Paylaş
Pandemi yüzünden kapılarını kapatmak zorunda kalan tiyatrolar bir senedir ıssız. Yazın aldıkları küçük nefesler dışında oyun yok, ışık yok, ses yok, prova yok, seyirci yok. Haliyle hayatını tiyatro yaparak kazanan oyuncular, yönetmenler, teknisyenler, gişeciler, dramaturglar, yazarlar ve tiyatro mekânlarını ilmek ilmek emeklerle yürüten ödeneksiz tiyatro işletmecilerine de ayakta durmak için tutunacak dal yok.
Zihin açan metin
Önümüzde belirsiz bir gelecek, kapanan sahneler, parça parça dayanışma kampanyaları, üretimlerini dijitale yönlendirmeye çalışan ekipler, vergi borcu nedeniyle bakanlık desteğine başvurma aşamasına bile gelemeyen tiyatrolar var.
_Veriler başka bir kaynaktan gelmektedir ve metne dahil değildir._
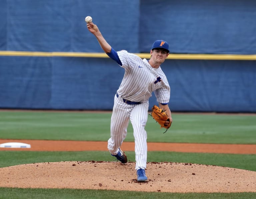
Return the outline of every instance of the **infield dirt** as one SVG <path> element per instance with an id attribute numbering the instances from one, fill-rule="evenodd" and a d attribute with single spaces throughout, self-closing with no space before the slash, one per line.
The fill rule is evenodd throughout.
<path id="1" fill-rule="evenodd" d="M 105 142 L 0 140 L 19 142 L 30 149 L 0 150 L 107 150 Z M 48 145 L 46 144 L 48 143 Z M 124 143 L 124 151 L 133 150 L 134 144 Z M 70 147 L 72 146 L 72 147 Z M 148 143 L 149 150 L 256 154 L 256 145 Z M 136 179 L 135 162 L 63 161 L 0 168 L 0 187 L 70 188 L 170 192 L 255 192 L 256 172 L 187 163 L 148 162 L 147 182 Z"/>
Tiyatronun içinde bulunduğu çıkmazı, kısa ve vurucu bir şekilde dillendiren iki metin performansından bahsetmek istiyorum: Platform Tiyatro ve Alican Yücesoy’un ortak yapımcılığında hazırlanan, YouTube’da ücretsiz izleyebileceğiniz bu iki video günümüz tiyatrosunun tanıdık ve ironik kaleminden çıkan Erce Kardaş’ın Türkçeye kazandırdığı metinleri, Mark Levitas’ın yönetiminde ve iki çok iyi oyuncu aracılığıyla bize getiriyor.
Olanaksız Tiyatro
Çağdaş Alman tiyatro yazarı Wolfram Lotz’un (Bizde Bakırköy Belediye Tiyatrosu’nun sahnelediği ‘Gülünç Karanlık’ oyunuyla tanınıyor) ‘Olanaksız Tiyatro’su adeta kısa bir ‘Tiyatro ne işe yarar’ manifestosu. Elif Ürse’nin yorumladığı metin tam da şu ana, sürreel bir kâbusun içinde debelenen bir gezegene sesleniyor: “Hakikat, sen kim oluyorsun ki hayallerimizi belirlemeye cüret edersin? Hayatlarımıza hükmedecek kadar kusursuz musun ki!” diyor, bir nevi… Özgürleşmenin yolunun ‘hayalle hakikatin çarpıştığı yer olan’ tiyatrodan geçtiğini anımsatıyor. Hakikatin sunduğu koşullardan kaçmak için nefesimizle aramıza maskeler koyduğumuz bu dönemde, Lotz’un gidişata çomak sokan metni zihin açıyor. Finalde oyuncunun ıssız bir şehir meydanına yerleştirilmiş olması da performansı pandemi gündemine akıllıca bağlıyor.
Şov Devam Edemez
İkinci videoda bir başka çağdaş Alman yazarın, Roland Schimmelpfennig’in pandemi sürecinde yazdığı ‘Şov Devam Edemez’i Alican Yücesoy’dan izliyoruz. Yine dijital bir konseptle hazırlanmış ortamda, duvarlar arasında sıkışmış bir tiyatrocu var karşımızda. ‘Serbest düşüşteki’ tiyatroda olan biteni anlatıyor. Bir ‘hayalet tiyatro’ tarif ettiği. Müthiş bir tanım yapıyor Schimmelpfennig tiyatro için: “Analog bir dinozor ve bir cennetkuşu gibi”. Evet, birkaç ay öncesine kadar en küçük, en dar olanaklı tiyatro sahnesinde bile her şeyi yapmak mümkündü, şimdiyse bu analog dinozor, bu cennetkuşu her geçen gün üstüne daha fazla kapanan duvarların arasında sıkışmakta.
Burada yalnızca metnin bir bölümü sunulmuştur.